DOD presses for new personnel system

DOD's legislative proposal

Defense Department officials are pushing ahead with their proposal to overhaul the department's civilian personnel system — a proposal that has garnered praise and concern.

As part of a legislative package sent to Capitol Hill April 11, DOD proposed to transform how its civilian employees are hired, paid and managed. The existing system was "organized for a world that no longer exists," said David Chu, undersecretary of defense for personnel and readiness.

DOD plans to use the Homeland Security Department (DHS) as a template in creating a new National Security Personnel System, which will consolidate several pay and personnel systems, he said. DHS was granted broad personnel flexibilities but has only just begun to develop its departmentwide human resources system.

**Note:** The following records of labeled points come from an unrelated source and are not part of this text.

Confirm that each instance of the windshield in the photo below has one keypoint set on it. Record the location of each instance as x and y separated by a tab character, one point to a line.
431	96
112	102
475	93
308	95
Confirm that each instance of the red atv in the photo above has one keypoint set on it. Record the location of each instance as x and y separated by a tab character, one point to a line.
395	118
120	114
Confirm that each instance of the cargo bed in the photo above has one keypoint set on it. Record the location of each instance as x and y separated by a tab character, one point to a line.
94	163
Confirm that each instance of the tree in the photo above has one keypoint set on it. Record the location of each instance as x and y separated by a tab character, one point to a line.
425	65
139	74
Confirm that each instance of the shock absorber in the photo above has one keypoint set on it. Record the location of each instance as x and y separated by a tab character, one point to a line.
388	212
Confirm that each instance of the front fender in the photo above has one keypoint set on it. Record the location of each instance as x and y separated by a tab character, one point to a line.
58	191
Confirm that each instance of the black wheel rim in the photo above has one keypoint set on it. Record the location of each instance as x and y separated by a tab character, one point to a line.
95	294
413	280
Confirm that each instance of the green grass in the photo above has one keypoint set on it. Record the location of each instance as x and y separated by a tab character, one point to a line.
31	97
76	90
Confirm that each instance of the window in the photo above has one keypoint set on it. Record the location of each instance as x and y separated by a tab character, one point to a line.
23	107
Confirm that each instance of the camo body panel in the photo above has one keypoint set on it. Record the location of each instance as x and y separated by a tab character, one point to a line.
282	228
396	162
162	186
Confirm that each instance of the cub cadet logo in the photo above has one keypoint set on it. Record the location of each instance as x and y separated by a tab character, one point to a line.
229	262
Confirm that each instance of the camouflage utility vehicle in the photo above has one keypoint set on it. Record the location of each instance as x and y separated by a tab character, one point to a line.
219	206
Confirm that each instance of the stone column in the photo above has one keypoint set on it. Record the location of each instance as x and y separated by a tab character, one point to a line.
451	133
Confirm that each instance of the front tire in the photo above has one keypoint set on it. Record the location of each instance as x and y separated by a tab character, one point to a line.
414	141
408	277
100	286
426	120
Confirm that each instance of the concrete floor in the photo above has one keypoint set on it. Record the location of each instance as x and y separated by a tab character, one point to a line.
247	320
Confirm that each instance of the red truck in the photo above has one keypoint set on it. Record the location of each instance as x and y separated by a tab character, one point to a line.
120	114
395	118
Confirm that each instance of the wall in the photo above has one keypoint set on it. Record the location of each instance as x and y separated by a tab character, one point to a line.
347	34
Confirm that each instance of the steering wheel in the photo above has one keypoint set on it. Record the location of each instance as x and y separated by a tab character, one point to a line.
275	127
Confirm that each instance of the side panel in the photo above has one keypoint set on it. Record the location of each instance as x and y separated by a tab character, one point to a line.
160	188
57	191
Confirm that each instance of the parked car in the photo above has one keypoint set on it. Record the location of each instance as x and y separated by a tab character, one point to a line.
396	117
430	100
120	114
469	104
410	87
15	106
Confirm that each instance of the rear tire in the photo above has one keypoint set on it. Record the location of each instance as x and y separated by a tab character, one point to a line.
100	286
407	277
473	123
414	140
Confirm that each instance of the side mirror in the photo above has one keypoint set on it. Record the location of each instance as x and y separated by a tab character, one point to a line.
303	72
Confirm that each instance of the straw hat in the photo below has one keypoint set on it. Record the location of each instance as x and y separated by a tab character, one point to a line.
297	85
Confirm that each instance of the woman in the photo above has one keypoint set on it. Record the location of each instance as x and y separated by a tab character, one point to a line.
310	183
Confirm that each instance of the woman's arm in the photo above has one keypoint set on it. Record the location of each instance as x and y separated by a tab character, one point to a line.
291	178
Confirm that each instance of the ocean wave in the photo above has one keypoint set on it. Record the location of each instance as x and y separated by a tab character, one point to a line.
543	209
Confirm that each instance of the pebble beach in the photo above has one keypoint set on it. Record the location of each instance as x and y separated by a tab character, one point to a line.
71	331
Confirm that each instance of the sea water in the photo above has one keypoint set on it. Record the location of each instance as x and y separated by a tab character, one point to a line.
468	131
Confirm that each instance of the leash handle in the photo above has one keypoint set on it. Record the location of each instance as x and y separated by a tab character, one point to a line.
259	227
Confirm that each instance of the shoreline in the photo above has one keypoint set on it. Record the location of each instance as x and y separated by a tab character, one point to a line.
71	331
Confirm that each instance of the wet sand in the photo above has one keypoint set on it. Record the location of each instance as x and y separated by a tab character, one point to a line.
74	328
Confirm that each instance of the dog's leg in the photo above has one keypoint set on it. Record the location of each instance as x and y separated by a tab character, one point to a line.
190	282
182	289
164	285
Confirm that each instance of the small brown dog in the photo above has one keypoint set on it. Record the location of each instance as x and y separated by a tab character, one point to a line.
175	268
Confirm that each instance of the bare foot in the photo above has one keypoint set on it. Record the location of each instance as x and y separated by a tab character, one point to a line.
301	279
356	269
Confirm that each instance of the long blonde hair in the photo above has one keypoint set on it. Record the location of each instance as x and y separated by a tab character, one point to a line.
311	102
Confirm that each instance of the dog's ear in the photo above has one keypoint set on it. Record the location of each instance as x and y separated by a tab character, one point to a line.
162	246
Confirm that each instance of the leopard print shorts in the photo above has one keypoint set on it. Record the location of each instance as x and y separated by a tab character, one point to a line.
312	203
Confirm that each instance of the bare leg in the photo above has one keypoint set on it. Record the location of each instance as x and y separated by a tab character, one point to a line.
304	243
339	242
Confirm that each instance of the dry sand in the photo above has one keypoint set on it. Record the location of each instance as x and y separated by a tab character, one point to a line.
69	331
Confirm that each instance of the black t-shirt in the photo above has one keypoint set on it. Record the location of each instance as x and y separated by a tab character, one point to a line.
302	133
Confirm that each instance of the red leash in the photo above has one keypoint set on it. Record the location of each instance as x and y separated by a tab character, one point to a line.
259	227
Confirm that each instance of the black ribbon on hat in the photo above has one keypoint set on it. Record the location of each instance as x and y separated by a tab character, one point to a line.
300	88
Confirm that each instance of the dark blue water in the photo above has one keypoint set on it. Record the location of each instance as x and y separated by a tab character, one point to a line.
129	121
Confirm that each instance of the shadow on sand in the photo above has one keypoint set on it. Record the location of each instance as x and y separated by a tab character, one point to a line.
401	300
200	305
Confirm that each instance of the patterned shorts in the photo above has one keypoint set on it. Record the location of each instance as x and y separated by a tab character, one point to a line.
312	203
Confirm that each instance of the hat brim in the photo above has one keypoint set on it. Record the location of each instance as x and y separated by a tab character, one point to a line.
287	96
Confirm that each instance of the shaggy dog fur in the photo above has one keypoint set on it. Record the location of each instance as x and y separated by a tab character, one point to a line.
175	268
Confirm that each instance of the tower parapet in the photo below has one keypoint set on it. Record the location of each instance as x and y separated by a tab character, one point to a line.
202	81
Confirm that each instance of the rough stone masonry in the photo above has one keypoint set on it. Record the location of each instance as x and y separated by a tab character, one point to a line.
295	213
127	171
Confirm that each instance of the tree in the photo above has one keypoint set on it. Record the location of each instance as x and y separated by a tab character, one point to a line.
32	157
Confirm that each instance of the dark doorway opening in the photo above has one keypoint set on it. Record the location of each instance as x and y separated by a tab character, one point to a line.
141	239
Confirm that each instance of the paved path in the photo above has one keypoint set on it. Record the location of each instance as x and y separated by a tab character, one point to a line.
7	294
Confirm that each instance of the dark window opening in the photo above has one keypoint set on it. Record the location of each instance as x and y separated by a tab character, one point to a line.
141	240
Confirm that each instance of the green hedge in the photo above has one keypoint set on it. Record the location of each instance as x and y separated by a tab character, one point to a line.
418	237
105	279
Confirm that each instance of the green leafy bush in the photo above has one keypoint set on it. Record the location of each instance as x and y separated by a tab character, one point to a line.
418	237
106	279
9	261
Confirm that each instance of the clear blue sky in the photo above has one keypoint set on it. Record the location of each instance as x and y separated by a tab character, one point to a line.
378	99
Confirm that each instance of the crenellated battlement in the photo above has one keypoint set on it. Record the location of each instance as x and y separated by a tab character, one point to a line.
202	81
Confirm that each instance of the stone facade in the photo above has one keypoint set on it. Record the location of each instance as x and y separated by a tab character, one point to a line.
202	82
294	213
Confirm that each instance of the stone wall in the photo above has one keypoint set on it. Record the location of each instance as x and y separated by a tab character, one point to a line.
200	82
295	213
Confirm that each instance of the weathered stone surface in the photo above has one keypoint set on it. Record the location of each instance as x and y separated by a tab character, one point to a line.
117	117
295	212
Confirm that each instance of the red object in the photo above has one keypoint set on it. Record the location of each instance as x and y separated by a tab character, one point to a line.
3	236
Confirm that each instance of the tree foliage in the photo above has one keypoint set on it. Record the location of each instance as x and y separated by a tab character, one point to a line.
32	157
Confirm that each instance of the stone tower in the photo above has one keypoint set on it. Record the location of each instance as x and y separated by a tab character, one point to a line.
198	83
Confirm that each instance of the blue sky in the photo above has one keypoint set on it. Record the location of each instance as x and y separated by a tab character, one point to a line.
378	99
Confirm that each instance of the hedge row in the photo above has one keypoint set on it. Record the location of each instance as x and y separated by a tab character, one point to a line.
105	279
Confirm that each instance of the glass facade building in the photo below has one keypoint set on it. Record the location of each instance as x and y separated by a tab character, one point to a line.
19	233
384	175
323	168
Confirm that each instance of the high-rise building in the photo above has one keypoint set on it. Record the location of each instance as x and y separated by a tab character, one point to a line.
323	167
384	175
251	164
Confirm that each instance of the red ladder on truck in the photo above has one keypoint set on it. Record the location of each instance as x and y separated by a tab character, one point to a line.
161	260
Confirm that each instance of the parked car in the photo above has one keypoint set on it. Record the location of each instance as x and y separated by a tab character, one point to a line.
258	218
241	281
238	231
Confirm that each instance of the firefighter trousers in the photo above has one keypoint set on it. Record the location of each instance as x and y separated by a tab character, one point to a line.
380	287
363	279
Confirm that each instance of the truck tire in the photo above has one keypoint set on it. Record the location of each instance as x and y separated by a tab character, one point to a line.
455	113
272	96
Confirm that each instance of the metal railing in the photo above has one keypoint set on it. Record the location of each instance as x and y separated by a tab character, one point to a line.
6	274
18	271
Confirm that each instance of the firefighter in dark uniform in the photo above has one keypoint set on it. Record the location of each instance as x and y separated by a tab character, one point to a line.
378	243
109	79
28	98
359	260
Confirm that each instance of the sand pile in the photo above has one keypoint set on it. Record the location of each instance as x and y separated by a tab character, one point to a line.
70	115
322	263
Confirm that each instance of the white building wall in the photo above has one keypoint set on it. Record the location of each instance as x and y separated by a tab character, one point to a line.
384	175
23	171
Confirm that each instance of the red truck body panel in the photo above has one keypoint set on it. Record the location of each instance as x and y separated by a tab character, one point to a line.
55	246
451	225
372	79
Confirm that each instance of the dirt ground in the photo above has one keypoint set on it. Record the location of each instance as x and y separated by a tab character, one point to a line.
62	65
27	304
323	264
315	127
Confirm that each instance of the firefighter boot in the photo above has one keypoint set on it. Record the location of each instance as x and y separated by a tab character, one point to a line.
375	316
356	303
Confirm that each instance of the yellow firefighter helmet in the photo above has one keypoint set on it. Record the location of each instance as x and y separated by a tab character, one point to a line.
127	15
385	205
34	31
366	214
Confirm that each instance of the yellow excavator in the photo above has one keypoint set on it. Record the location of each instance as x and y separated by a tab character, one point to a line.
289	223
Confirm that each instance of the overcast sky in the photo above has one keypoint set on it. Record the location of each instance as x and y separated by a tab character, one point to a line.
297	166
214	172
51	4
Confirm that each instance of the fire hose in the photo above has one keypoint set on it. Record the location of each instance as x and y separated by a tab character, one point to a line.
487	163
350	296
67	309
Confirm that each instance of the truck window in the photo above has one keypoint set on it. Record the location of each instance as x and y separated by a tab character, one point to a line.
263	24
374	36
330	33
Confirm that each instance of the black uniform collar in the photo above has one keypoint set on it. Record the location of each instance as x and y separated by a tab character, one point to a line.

DOD, however, is off to a good start, Chu said. It wants to expand some programs it has successfully tested, such as pay banding, which gives managers more flexibility to set salaries, and alternative personnel systems.

DOD officials want to link pay to performance to ensure that top performers receive the bulk of the bonuses and that employees who don't perform do not receive an annual increase. They also want to make recruitment easier by, for example, hiring someone for a new duty without competition if an employee will receive the same salary.

DOD also wants to turn over jobs that are being performed by about 300,000 military personnel to its civilian workforce.

Managers cannot get the flexibility they need from the existing personnel system, Chu said April 22 at an event hosted by the IBM Corp. Endowment for the Business of Government. It's unclear how many of those jobs might be outsourced to a contractor.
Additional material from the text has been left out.